Cessione del rifiutata – Quali sono le cause?
I lavoratori dipendenti ed i pensionati hanno un vantaggio nella richiesta dei prestiti personali grazie alla formula della cessione del quinto della pensione oppure dello stipendio. Si tratta di un prodotto che può essere richiesto anche quando si è stati protestati o si risulta cattivi pagatori, per cui si potrebbe pensare che se si è in possesso delle condizioni minime per poterne fare richiesta è scontato vedersi accettata la domanda. Invece può succedere che la richiesta di cessione del quinto sia rifiutata.
A seconda delle cause si può avere la possibilità di superare l’ostacolo, quindi trasformare una domanda da respinta in accettata, oppure si è davanti a una condizione immodificabile, e quindi bisogna cercare altre alternative per ottenere la cifra di cui si ha necessità.
Cessione del quinto negata: i motivi
Purtroppo quando una cessione del quinto è rifiutata le cause sono “esogene” poiché la finanziaria o banca, anche se il richiedente ha una cattiva reputazione creditizia (vedi anche Segnalazione Crif), valutano la rischiosità dell’operazione basandosi principalmente sulla solidità del datore di lavoro.
Non solo in base all’obbligo di stipula di polizze cpi è la stessa assicurazione che può decidere di non assicurare quel “datore di lavoro” o quella domanda specifica perché i rischi sono eccessivi, sempre in relazione al tipo di condizioni lavorative che nel complesso possono essere valutate.
I motivi per cui la domanda di cessione del quinto può essere rifiutata variano a seconda che si tratti di cessione dello stipendio oppure della pensione, dal momento che per quest’ultima il referente è l’Inps e non sussistono gli altri tipi di valutazione (solidità, numero di dipendenti, ecc). L’esclusione può essere determinata solo da tre fattori: età anagrafica, tipo di pensione (sono escluse quelle sociali, assegni Inail, ecc) e l’importo della quota cedibile (vedi anche Prestito con delega).

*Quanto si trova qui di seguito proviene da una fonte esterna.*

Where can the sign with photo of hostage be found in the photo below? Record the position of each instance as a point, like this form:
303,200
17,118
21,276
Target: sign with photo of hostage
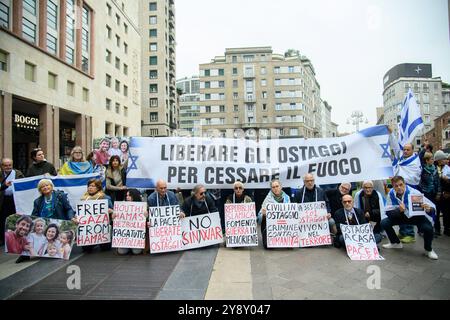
201,231
165,229
314,228
39,237
360,242
240,225
129,225
283,225
93,222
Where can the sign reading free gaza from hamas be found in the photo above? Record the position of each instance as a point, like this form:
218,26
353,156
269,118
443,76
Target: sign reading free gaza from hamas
219,162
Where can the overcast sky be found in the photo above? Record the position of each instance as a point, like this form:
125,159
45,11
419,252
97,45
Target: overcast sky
351,43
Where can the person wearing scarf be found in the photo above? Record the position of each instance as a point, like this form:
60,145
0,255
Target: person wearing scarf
396,214
76,164
275,195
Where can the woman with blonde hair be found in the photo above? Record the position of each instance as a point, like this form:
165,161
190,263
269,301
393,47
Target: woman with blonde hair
77,164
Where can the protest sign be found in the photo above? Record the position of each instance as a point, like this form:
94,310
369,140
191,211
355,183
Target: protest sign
201,231
165,229
129,225
39,237
240,224
314,228
93,222
360,242
283,225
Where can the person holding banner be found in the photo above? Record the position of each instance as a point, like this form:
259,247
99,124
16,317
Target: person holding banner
398,211
238,196
76,164
198,203
312,193
40,166
275,195
349,215
52,203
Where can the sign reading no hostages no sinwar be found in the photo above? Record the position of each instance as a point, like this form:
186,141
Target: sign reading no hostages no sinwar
219,162
240,225
93,222
129,225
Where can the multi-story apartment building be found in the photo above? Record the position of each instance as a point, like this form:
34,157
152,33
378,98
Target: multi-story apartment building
69,73
256,92
159,100
189,104
427,91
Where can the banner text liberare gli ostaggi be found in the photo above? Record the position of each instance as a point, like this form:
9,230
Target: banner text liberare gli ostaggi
129,225
219,162
165,229
93,222
240,224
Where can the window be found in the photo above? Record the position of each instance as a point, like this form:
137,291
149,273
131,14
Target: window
153,74
85,95
108,80
3,61
70,88
153,102
30,71
153,116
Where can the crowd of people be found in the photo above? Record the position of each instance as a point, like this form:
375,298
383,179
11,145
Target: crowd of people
414,173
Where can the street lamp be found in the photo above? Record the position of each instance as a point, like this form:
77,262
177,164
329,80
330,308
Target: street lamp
356,118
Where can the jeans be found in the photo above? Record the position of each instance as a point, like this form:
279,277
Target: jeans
421,222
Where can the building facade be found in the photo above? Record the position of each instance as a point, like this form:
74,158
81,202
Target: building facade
189,104
257,93
69,73
427,91
159,100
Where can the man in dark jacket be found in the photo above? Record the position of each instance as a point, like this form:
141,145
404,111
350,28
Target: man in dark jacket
199,203
349,215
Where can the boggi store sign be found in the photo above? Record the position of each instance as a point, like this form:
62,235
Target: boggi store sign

Per la cessione del quinto dello stipendio invece le cause del rifiuto possono essere:
- numero minimo di dipendenti dell’azienda troppo basso (dipende dalle scelte delle banche o finanziarie, che possono scostarsi dal numero medio di 16 membri);
- veste societaria (società di persone possono essere oggetto di esclusione, così come le cooperative);
- tipologia di settore di appartenenza (sono spesso non finanziabili le società o aziende edili, quelle che si occupano di manutenzione oppure pulizie);
- numero di dipendenti della stessa azienda che già ha ottenuto la cessione del quinto con la stessa finanziaria;
- datore di lavoro non considerato affidabile (in passato non è stato regolare nei pagamenti);
- tipologia di busta paga (soprattutto quando è presente la voce di cassa integrazione);
- altre trattenute già presenti in busta paga e quota cedibile insufficiente;
- anzianità non adeguata alla politica della società finanziatrice;
- Tfr accantonato insufficiente (può succedere anche se sono stati richiesti nel corso degli anni degli acconti dal lavoratore).
Quando è possibile superare le cause del rifiuto?

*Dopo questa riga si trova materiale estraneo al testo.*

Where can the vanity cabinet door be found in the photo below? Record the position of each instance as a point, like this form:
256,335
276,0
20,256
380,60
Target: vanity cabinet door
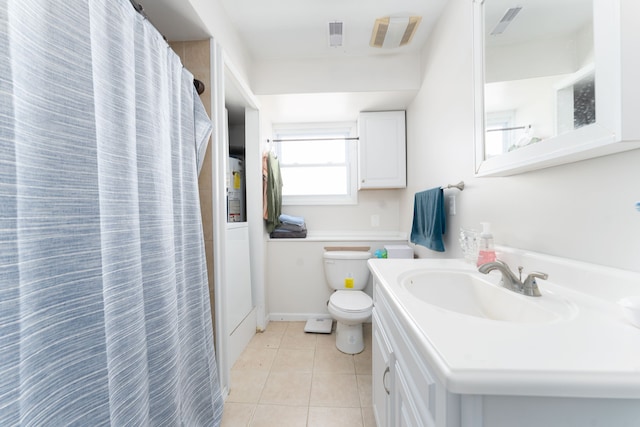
404,411
381,373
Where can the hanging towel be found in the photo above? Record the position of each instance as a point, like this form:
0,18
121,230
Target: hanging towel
274,192
429,219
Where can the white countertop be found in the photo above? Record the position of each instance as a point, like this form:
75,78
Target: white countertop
595,353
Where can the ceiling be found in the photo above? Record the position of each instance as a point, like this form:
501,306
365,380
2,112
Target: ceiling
286,29
299,29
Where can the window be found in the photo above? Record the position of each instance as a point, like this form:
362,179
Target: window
317,163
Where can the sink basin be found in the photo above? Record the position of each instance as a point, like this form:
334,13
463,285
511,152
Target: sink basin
468,293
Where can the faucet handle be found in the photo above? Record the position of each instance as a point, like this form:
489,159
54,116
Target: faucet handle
530,286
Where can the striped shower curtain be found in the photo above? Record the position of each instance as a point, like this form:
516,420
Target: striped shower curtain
104,306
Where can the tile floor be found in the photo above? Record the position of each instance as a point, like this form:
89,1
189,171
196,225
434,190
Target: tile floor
286,377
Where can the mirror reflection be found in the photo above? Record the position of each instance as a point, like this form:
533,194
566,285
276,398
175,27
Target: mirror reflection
539,71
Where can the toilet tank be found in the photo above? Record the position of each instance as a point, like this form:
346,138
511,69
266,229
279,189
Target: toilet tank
346,270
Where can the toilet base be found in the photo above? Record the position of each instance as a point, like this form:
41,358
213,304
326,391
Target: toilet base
349,338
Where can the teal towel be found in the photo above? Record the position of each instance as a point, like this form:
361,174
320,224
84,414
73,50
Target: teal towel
429,219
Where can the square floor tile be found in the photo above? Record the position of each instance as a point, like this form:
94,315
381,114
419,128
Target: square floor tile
280,416
293,360
335,390
332,360
257,359
246,385
287,388
335,417
237,414
364,390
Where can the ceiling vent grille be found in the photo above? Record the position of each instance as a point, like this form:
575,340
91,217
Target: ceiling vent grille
335,34
506,19
393,32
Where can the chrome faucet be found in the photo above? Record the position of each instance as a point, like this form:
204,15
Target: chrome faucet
509,280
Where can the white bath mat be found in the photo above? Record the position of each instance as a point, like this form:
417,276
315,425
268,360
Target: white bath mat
319,326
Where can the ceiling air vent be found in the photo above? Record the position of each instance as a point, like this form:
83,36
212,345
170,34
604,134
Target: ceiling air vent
335,34
506,19
393,32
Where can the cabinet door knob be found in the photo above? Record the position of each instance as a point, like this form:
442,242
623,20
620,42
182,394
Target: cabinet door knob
384,380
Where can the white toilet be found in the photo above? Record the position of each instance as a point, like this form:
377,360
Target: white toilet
348,274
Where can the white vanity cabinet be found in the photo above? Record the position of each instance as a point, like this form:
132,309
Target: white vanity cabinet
404,391
434,368
382,158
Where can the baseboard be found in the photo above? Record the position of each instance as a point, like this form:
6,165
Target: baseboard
296,317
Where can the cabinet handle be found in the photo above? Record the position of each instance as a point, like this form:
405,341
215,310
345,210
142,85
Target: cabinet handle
384,380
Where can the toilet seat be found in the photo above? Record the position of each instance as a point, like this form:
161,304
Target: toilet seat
351,301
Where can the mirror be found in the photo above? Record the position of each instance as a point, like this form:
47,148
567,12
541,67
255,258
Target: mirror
541,97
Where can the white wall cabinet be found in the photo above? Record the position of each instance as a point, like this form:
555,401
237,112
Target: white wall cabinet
382,158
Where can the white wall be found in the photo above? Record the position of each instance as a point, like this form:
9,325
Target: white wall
582,211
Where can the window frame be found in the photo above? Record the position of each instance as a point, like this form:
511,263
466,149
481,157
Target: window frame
315,130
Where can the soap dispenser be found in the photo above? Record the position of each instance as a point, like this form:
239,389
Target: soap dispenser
486,252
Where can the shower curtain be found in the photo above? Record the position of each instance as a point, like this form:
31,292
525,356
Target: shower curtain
104,307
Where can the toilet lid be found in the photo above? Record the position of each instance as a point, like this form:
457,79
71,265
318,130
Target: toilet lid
351,301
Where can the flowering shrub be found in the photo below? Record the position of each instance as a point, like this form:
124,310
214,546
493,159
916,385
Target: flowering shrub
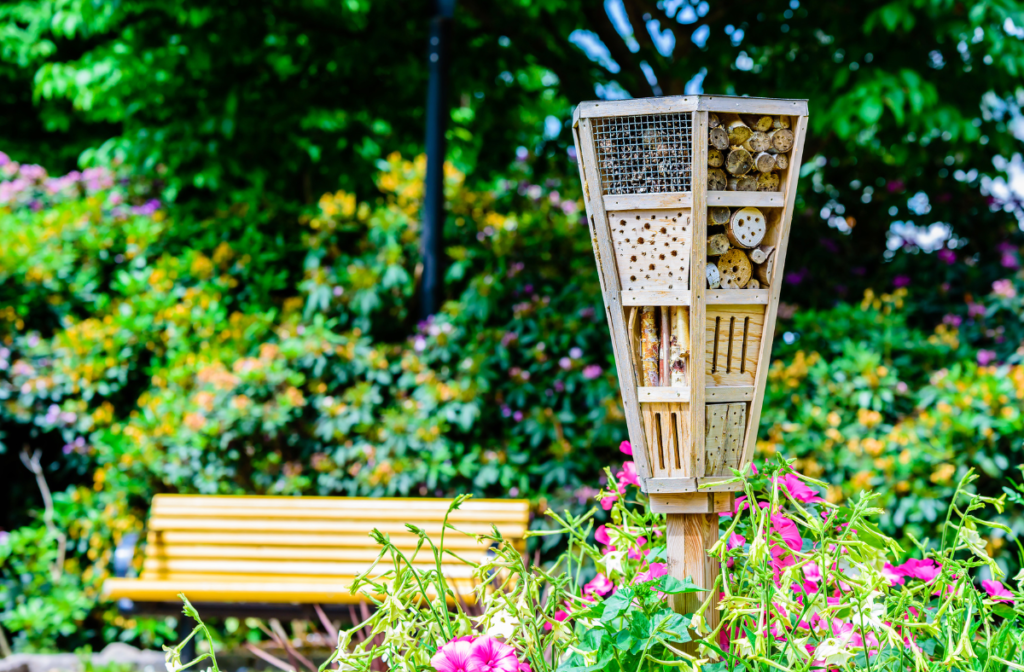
805,585
239,352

Per il caso di Tfr insufficiente, ci si può rivolgere a finanziarie che prevedono la formula della cessione del quinto No Tfr. In questi casi si dovrà pagare un contributo per il premio assicurativo più alto (quindi il finanziamento potrebbe costare complessivamente di più).
Nel caso di un numero di dipendenti troppo basso ci si deve rivolgere a finanziarie che accettano un livello minimo che ci rientra (il che vale anche in caso di attività generalmente poco gradite, come quelle edili, ecc). Se la ditta ha invece un numero di dipendenti che già ha una cessione del quinto è meglio rivolgersi ad una finanziaria diversa da quella che ha erogato fino a quel momento.